Calculer le VUT avec les 20 derniers transitoires de chaque témoin et de la période de concentration de l’objet d’essai. Identifiez ensuite les alternants comme des transitoires répétitifs, alternant des transitoires d’amplitude de contractilité courte et longue. Pour calculer les incidences de la pro-arythmie, normalisez les valeurs STV à la valeur de contrôle du véhicule de chaque cellule, tracez la postcontraction, l’échec de contraction, le STV et les alternants et exprimez-les en pourcentage de l’incidence des cellules présentant chacun des signaux.
Complétez le profilage mécanistique multiparamétrique avec le calcul du temps jusqu’au pic, de la décroissance à 30 % puis de la relaxation à 90 %, du temps à la relaxation à 90 %, de la longueur du sarcomère de base, du temps jusqu’au pic de 50 %, de la hauteur du pic, de la longueur du sarcomère à la contractilité maximale, de la vitesse de contraction maximale et de la vitesse de relaxation maximale. Exprimez ensuite ces paramètres par rapport à la condition de contrôle de base spécifique de chaque cardiomyocyte et représentez-les graphiquement dans des diagrammes de réponse à la concentration. Cette étude montre la validation de la mesure de la contractilité des cardiomyocytes humains et l’effet de la stimulation bêta-adrénergique.
Il n’y avait pas de transitoires de contractilité spontanée dans les cardiomyocytes humains, et les cardiomyocytes répondent à la stimulation électrique externe avec des cycles de contractilité-relaxation, ainsi qu’à l’isoprotérénol, un agoniste bêta-adrénergique.

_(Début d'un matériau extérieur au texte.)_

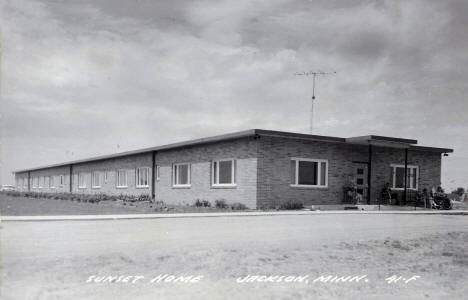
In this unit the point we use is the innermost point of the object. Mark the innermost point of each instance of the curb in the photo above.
(211, 215)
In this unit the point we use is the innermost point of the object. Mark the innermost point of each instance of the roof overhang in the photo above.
(382, 141)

L’isoprotérénol produit une augmentation de la contractilité dépendante de la concentration, et ses effets sur la cinétique de la contractilité transitoire ont également été caractérisés. Suite à la mesure de la contractilité, nous pouvons effectuer la mesure du transitoire calcique à l’aide d’un indicateur fluorescent.
De telles données aident à déterminer si un changement de contractilité nécessite un changement dans la dynamique du calcium. Notre méthode ouvre la voie aux chercheurs en cardiologie pour développer une meilleure compréhension de la physiologie et de la pharmacologie des cardiomyocytes humains, établir la structure, l’activité et les relations de nouveaux médicaments et explorer leur mécanisme d’action.